Counting things in Early Modern Plays So You Don’t Have To: Type/Token Ratios

If you’re just joining me, I’ve been working on word frequencies of six highly-prototypical lexical items in a corpus of slightly less than 400 Early Modern London plays. I recommend starting with my research notes and then looking at some quick & dirty results.

As I noted in my quick & dirty results, these numbers hadn’t been normalized in any way: it was all raw data. In an effort to move beyond just raw data, I compiled the total number of words in each play in the corpus. I initially was interested in how play length might be a variable over time my corpus, so I graphed that. The bulk of my plays are from the early 1600s, as you can see:

play length

Overall, plays do seem to get longer until about 1600, at which point they start to get shorter again. 1662 looks to be an outlier here, as the plays in a straight line on the far right-hand side are mostly by Margaret Cavendish. (I am currently trying to figure out how to color my graphs by author, so if you have advice on that, please let me know: I’m rather haphazardly teaching myself to graph in R as I go.)

OK, so I have the total number of tokens in each text. What if treated every instance of my prototypical lexical items as a specific type, and plotted them as type/token ratios? Type/token ratios have a bit messy history in corpus linguistics, as they’re mostly used to calculate vocabulary denseness (Type/Token Ratios: what do they really tell us?, Richards 1987 [pdf]), but this would show a ratio of the raw frequency of each lexical item of interest in each play compared to the length of each play, which would normalize my data a bit.

Click to zoom:

type/token ratios

First of all, it’s notable that the lexical-frequency-to-play-length ratio make some pretty clear bell-curve shapes; I haven’t tried to calculate standard deviations of play-length. (I suppose I could do that next.) The average length of an Early-Modern London play in my corpus was 22086.5 words.
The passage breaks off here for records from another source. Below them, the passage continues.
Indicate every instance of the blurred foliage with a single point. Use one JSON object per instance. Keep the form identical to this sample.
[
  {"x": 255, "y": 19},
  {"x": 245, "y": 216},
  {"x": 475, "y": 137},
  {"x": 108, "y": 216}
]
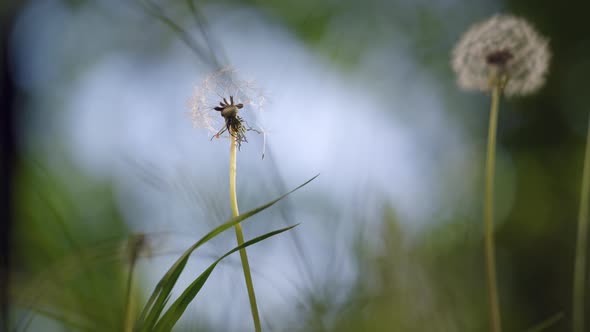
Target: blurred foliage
[{"x": 69, "y": 256}]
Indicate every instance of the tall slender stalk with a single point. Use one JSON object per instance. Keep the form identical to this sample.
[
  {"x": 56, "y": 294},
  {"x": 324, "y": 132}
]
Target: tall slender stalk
[
  {"x": 240, "y": 234},
  {"x": 581, "y": 247},
  {"x": 495, "y": 321}
]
It seems that as plays get longer, they’re more likely to use man (and, to some extent, wom*n) in ways that are not true for lord/lady and knave/wench. It’s also worth looking at scales here: there are nearly double the number of lords than ladys, although man/woman and knave/wench are more comparable. Also,  there are way fewer instances of knave and wench in my corpus overall, which suggests that maybe these words are not nearly as popular as we might like to think.